Adequate lower clivus and craniocervical decompression was achieved using the endonasal and transoral approaches. Lower clivus decompression was not achieved with the transcervical approach. The average distance to the surgical target was as follows: endonasal (94 mm), transoral (102 mm), and transcervical (100 mm). The angle of attack was as follows: endonasal (28 degrees), transoral (30 degrees), and transcervical (15 degrees). The working area at the base of the field was as follows: endonasal (1305 mm2), transoral (1406 mm2), and transcervical (743 mm2).

CONCLUSION

The endonasal and transoral approaches allow wide exposure with large working angles to the craniocervical junction. The transcervical approach accesses the odontoid for resection from the body of C2 to the lip of the basion.
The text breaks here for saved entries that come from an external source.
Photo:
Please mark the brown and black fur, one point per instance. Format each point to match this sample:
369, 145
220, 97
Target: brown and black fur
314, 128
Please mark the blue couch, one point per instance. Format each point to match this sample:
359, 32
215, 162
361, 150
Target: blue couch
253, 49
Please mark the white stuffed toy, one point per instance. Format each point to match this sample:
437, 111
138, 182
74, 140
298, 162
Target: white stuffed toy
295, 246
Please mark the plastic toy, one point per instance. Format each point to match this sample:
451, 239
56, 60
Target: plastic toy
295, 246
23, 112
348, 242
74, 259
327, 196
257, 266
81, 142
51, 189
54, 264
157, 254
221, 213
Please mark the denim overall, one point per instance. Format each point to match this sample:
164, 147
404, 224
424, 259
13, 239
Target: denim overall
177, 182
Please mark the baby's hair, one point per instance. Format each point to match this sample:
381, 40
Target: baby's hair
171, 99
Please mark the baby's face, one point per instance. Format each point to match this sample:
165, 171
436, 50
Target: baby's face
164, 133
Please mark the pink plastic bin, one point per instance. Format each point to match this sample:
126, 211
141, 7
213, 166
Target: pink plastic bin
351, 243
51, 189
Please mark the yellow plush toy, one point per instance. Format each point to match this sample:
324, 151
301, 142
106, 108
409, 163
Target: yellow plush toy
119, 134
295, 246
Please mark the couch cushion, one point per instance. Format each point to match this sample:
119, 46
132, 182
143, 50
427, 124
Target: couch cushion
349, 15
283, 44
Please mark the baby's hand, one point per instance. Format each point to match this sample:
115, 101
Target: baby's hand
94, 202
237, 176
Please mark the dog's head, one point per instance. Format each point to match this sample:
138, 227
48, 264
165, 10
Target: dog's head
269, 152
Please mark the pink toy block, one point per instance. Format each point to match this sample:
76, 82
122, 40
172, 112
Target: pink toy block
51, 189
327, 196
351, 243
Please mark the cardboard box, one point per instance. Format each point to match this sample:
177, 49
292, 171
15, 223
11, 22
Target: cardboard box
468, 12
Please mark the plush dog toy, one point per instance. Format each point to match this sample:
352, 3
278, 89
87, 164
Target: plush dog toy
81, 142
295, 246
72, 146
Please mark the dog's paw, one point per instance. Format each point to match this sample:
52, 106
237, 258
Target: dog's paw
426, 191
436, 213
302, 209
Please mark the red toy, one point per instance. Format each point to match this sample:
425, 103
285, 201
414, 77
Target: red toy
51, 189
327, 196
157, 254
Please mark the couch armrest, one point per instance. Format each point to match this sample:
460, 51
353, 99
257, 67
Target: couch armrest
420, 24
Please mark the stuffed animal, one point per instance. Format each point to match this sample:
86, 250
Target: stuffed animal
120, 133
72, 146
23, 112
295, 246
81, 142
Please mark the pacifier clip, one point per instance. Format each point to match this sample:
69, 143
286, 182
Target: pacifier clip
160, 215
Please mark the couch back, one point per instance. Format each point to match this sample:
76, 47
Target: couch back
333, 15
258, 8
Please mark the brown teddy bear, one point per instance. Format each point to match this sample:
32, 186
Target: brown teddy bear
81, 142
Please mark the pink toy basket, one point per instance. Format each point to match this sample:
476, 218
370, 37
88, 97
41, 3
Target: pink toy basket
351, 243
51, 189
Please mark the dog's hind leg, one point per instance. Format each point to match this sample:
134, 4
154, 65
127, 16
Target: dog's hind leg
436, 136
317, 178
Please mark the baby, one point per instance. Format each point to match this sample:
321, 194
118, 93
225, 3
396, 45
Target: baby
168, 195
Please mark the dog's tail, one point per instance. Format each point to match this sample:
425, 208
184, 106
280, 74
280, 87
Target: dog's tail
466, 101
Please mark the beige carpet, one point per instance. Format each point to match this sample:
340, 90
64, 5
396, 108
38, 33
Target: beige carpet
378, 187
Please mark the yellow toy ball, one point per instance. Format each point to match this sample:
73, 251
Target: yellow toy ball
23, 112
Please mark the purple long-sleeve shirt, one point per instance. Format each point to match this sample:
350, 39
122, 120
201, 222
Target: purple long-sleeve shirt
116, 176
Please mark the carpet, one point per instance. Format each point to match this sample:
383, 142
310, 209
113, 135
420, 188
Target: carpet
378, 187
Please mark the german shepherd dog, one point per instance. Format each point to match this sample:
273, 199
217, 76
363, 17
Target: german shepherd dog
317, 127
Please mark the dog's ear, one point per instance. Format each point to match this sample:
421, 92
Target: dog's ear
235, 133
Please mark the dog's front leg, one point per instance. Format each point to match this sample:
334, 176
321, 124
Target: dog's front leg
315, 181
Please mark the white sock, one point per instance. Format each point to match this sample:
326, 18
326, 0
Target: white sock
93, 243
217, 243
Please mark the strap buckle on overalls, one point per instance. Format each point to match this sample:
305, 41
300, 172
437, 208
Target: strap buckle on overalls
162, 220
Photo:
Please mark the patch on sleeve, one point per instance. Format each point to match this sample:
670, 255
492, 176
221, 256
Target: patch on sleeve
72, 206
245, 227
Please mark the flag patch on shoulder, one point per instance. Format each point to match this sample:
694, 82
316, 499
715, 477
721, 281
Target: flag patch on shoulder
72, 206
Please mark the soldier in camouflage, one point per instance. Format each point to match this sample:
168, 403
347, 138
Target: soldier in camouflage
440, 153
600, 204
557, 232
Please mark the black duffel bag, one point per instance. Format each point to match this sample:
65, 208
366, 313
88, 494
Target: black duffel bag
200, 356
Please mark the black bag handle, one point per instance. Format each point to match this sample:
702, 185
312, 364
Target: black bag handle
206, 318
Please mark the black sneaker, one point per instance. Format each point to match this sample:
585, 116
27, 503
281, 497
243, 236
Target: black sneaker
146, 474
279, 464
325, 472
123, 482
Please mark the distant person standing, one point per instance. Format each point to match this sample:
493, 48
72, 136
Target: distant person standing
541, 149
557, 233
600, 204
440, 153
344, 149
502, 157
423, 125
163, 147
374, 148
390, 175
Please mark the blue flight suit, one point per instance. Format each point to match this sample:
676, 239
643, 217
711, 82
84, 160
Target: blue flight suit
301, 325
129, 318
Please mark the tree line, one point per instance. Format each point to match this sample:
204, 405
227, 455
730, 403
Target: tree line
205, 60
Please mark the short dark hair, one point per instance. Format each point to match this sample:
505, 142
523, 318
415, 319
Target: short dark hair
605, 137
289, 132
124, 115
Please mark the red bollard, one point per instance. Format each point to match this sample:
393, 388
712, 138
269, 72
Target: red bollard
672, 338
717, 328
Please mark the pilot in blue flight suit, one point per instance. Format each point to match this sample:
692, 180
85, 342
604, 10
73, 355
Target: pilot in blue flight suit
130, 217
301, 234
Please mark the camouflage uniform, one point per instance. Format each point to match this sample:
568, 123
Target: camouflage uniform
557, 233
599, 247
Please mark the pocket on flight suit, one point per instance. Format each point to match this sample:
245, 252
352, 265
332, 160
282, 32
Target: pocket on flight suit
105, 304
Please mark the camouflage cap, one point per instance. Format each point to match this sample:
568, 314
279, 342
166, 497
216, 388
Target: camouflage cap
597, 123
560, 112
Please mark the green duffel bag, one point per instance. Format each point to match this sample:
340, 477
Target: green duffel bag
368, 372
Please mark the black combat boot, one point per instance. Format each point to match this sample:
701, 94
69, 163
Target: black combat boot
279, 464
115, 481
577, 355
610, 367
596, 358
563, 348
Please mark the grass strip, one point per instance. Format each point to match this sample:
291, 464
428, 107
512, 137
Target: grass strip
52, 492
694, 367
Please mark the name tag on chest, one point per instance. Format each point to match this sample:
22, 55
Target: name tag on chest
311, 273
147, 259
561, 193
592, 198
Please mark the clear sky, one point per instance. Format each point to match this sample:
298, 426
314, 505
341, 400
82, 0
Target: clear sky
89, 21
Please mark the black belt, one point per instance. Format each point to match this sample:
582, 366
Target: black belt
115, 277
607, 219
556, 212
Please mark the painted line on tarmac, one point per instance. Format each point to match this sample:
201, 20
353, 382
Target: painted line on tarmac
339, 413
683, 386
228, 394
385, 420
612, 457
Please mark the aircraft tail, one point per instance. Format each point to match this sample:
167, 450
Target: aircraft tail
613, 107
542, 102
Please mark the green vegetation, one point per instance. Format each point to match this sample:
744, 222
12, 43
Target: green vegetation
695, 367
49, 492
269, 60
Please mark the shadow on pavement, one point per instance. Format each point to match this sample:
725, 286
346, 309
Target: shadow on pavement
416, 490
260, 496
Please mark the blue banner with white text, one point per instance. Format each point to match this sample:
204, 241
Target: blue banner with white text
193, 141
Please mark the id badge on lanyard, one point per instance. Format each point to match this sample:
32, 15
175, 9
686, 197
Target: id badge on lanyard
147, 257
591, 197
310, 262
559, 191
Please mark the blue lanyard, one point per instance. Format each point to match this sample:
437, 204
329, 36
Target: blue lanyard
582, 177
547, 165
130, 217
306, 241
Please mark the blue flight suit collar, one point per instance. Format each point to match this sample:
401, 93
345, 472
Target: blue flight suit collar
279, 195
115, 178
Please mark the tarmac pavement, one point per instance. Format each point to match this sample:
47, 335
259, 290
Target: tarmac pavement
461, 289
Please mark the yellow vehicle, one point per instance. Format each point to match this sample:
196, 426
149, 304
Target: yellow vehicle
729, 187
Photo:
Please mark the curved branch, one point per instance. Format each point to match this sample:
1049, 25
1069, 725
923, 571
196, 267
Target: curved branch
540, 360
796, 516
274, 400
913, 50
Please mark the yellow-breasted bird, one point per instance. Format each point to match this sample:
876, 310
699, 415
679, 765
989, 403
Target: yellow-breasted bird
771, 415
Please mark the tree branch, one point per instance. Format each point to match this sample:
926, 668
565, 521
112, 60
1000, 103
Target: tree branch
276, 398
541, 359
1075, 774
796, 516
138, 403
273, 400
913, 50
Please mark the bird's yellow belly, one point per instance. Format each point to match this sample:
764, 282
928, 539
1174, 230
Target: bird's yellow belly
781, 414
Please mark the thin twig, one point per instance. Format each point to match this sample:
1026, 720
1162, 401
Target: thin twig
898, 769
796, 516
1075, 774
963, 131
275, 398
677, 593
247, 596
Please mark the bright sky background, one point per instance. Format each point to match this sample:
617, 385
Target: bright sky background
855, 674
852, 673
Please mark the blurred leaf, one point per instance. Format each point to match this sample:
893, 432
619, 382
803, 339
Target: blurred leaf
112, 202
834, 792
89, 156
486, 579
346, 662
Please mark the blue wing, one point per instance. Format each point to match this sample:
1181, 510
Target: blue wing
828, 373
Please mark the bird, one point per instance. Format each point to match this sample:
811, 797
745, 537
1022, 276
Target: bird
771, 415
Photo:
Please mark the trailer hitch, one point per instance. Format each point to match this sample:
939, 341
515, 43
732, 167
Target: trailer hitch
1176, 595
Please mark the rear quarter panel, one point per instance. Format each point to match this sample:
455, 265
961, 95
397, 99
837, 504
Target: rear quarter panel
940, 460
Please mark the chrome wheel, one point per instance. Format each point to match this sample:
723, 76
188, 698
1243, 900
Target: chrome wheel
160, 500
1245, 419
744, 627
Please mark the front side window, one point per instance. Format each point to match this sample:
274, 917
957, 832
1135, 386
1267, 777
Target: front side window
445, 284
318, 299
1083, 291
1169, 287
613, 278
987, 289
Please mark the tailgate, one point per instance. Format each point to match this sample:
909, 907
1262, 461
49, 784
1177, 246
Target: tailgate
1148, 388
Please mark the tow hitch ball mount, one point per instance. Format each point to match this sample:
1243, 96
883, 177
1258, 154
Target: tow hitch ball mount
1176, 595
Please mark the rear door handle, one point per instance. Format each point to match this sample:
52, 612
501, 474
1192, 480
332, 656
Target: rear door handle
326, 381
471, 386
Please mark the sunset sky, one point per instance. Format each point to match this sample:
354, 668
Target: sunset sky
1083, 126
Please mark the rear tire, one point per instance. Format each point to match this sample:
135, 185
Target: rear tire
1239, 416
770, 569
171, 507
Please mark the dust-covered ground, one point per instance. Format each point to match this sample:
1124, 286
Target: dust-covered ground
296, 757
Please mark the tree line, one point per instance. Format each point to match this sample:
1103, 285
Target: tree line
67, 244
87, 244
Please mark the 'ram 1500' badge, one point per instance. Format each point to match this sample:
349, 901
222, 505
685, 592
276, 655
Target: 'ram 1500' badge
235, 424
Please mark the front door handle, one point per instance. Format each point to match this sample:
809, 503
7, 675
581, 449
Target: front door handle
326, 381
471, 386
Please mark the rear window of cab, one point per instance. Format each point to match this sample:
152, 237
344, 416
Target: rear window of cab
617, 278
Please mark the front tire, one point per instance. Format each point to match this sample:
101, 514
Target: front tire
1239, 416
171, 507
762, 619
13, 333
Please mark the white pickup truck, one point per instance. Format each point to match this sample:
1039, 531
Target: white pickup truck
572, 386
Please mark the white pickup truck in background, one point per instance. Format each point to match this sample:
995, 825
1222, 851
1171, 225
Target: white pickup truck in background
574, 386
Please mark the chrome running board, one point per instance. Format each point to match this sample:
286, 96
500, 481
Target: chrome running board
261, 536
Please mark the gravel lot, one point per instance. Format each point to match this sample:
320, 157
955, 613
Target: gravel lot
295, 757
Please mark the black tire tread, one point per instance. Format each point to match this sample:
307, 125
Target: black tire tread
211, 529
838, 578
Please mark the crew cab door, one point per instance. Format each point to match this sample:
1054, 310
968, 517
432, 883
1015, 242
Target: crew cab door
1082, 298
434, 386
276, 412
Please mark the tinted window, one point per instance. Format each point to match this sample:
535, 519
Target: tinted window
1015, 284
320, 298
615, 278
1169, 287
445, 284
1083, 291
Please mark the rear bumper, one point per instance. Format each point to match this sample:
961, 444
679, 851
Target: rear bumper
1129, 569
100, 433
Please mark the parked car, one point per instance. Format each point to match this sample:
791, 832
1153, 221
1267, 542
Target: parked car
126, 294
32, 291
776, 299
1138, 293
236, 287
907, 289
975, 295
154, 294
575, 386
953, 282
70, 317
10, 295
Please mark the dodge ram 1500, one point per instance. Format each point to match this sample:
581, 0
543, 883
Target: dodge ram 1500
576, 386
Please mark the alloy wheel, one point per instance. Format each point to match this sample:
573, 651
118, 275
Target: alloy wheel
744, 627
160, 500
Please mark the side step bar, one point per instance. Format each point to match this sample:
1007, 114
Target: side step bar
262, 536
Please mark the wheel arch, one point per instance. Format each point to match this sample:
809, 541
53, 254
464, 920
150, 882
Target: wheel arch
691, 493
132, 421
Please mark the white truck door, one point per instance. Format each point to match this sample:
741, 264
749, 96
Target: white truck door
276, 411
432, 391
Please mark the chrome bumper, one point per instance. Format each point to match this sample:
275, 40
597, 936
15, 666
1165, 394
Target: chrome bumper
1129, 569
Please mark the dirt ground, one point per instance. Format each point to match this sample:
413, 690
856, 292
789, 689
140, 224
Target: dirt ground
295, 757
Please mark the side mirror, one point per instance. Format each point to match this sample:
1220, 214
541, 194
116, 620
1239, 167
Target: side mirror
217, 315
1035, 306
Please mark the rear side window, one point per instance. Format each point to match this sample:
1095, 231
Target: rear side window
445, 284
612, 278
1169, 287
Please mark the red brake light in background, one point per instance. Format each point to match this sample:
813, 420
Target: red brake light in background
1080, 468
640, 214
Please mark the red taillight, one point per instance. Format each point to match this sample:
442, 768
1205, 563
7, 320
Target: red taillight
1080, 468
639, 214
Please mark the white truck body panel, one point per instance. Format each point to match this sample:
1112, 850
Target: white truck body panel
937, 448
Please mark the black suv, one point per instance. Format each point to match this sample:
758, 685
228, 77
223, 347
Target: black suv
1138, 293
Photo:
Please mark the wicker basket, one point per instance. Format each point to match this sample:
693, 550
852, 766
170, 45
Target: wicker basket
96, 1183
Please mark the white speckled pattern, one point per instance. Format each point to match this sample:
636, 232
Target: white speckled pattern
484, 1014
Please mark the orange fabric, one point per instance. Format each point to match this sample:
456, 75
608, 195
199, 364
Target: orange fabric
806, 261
The angles of attack in the transcervical approach when centered on the surgical target are limited, but this approach offers a clean, sterile operative field. Clinical investigation will be required to determine the optimal indications for each approach.

摘要

目的

评估经鼻内镜、经口内镜和经颈内镜 3 种内镜入路到达颅颈交界区的手术入路。

方法

使用 9 具尸体标本。每种入路均在 1 具标本上使用图像引导;所有病例均使用透视。使用 Vitrea 成像工作站(Vital Images Inc.,明尼苏达州米尼奥拉)评估入路的角度和到靶点的距离,以枢椎齿状突尖端为中心。入路的进路部位定义为:1)经鼻内镜入路(鼻骨中下中线),2)经口内镜入路(上门齿尖端),和 3)经颈内镜入路(C4-C5 水平的皮肤)。

结果

经鼻内镜和经口内镜入路可充分进行下斜坡和颅颈交界区减压。经颈内镜入路无法进行下斜坡减压。到达手术靶点的平均距离如下:经鼻内镜(94mm),经口内镜(102mm)和经颈内镜(100mm)。攻角如下:经鼻内镜(28°),经口内镜(30°)和经颈内镜(15°)。手术野底部的工作区如下:经鼻内镜(1305mm2),经口内镜(1406mm2)和经颈内镜(743mm2)。

结论

经鼻内镜和经口内镜入路可提供到达颅颈交界区的广泛暴露和大工作角度。经颈内镜入路从 C2 椎体到鞍底唇可用于切除齿状突。以手术靶点为中心时,经颈内镜入路的攻角有限,但该入路提供了一个清洁、无菌的手术野。需要临床研究来确定每种入路的最佳适应证。